Today’s video is all about how to invert chords on the piano.  This is a SUPER IMPORTANT and practical skill to learn – take heed of the all caps!

How to invert chords – C major chord

So let’s look at C major chord. The notes are:

C, E, G.

These three notes can be jumbled and rearranged in any order, and still be a C major chord. Even if you did:

E, G, C
G, C, E

It’s the same chord – this is what it means to ‘invert’ a chord.

F major chord

Logic dictates that if you have 3 notes in a chord, you can rearrange it 3 times. So let’s do another one together – F major:

F, A, C

These three letters can be arranged in two more ways (bottom note written first):

A, C, F
C, F, A

Why learn how to invert chords?

The main reason to do inversions, and to understand them, is so that when you’re playing chords, your hands aren’t flying all over the keyboard.
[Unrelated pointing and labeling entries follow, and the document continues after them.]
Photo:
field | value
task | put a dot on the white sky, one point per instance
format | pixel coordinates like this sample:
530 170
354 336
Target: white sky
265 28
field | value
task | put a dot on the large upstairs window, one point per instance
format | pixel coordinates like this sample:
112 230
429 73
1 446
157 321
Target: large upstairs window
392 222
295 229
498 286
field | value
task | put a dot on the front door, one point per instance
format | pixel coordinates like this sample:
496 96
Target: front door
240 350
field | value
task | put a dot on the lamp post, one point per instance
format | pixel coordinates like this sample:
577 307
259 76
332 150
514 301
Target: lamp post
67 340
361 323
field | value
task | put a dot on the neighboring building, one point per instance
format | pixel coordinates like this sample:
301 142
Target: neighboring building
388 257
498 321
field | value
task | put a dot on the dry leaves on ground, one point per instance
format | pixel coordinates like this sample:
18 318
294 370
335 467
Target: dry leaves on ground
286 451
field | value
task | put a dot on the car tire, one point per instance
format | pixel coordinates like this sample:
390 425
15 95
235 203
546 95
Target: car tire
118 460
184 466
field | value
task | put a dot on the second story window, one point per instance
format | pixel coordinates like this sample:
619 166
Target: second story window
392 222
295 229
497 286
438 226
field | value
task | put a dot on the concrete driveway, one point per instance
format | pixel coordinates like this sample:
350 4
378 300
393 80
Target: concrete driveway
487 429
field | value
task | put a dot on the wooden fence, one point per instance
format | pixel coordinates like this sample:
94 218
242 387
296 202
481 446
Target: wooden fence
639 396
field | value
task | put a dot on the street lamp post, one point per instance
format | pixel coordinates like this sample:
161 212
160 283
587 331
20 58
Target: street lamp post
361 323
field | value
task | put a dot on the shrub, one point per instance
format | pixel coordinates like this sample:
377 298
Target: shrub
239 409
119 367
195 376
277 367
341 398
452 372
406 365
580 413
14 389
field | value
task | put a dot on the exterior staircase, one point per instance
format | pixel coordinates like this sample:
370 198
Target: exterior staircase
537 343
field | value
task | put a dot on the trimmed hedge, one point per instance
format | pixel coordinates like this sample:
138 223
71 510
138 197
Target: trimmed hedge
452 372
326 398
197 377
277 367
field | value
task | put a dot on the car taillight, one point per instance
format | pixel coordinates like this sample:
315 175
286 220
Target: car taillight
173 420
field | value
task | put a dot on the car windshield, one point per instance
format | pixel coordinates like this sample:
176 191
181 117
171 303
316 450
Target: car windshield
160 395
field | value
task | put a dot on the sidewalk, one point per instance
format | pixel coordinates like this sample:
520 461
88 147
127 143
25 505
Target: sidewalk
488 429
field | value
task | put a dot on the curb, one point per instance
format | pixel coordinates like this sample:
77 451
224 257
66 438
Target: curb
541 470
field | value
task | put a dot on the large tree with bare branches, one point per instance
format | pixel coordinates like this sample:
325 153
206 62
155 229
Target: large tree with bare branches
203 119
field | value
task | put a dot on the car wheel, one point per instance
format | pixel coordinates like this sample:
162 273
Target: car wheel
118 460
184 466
For example, if you tried to play a C chord, and then move to an F chord, playing both in root position, you’d need to jump several notes to get there:

C, E, G –> F, A, C

But if you play the inverted version of F chord, you can keep your ‘C’ in the same spot, and just change the upper two notes:

C, E, G –> C, F, A

which not only makes it easier to play, the sound is more uniform, too. It sounds much more natural to play a chord progression that doesn’t wildly leap all over the keys.


When you find chords on the internet to a popular song you want to learn, try out different inversions of the chords instead of playing everything in root position. It’ll take a lot of brainpower at first, but the more you do it, the easier it becomes. Practice makes perfect!